Michelle Johnston Holthaus, executive vice president and general manager at Intel, said in a press release that this specialized program is a starting point for the next generation of U.S. technologists, engineers and inventors.
This latest workforce development project is part of Intel’s AI for Workforce program that launched last year. Brian Gonzalez, executive director of government, partnerships and initiatives at Intel, said the new program makes AI accessible to novice learners.
“The labs will provide students with more access to AI equipment, tools and resources, allowing them to develop technical skills such as data collection, AI model training, coding, and explore the societal impacts of AI technology,” he said.
Intel will provide about 225 hours of modular content, including four courses with assignments, quizzes and lab activities. The content covers applied AI domains in statistical data, natural language processing and computer vision skills. The program can be customized to fit the needs of a particular school, such as including industry use cases and practical application projects, Gonzalez said.
Gonzalez said funding equipment for the AI lab is the primary need at most colleges.
“Beyond that expense, the grant can also be applied to personnel and indirect costs of launching the program,” he said.
Gonzalez said schools may use a hybrid approach to instruction with an in-person lab with virtual access.
“Each college will determine if an in-person lab fits their students’ needs or if they require a virtual approach to support predominantly online or distance learners,” he said.
Dell will provide technical specs for recommended equipment to outfit an AI Incubator Lab for in-person and virtual learning. Dell also will provide customized technical expertise to colleges wanting to adapt current facilities/labs to run the AI for Workforce program.
The AACC AI Incubator Network will recruit educators at community colleges to join the project. Intel will train community college faculty on the AI content and provide ongoing technical support.
Gonzalez said colleges will have the opportunity to participate in discussions, connect on strategic economic development, strategize on student engagement and share lessons about student projects.
In August 2021, Intel launched the AI Workforce Program at 18 community colleges in the U.S. Students can earn a certificate or an associate degree in AI through this program. Those schools include:
- Antelope Valley College in Lancaster, California
- Central New Mexico Community College in Albuquerque
- College of Southern Nevada in North Las Vegas
- County College of Morris in Randolph, New Jersey
- Maricopa Community College in Maricopa County, Arizona
- Folsom Lake College in Folsom, California
- Foothills-DeAnza in Los Altos, California
- Gateway Technical College in Kenosha, Wisconsin
- Houston Community College
- Ivy Tech Community College in Lake County, Indiana
- Lansing Community College in Lansing, Michigan
- Lonestar Community College in The Woodlands, Texas
- Middlesex College in Edison, New Jersey
- Montgomery County Community College in Blue Bell, Pennsylvania
- Morris County Vocational School in Denville, New Jersey
- Ocean County College in Toms River, New Jersey
- Santa Ana College in Santa Ana, California
- Umpqua Community College in Roseburg, Oregon
Intel plans to add 50 additional community and vocational colleges to the program this year.

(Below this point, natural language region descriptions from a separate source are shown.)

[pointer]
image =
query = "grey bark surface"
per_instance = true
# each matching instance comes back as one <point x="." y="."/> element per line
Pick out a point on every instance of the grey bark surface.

These workforce investments are part of Intel’s 2030 RISE Strategy and Goals. This corporate responsibility effort is designed to take a “responsible, inclusive and sustainable” approach to global challenges, technology industry initiatives and operational and supply chain goals. The AI project fits in the digital readiness initiative. Intel plans to work with 30 governments and 30,000 organizations around the world to support training to more than 30 million people.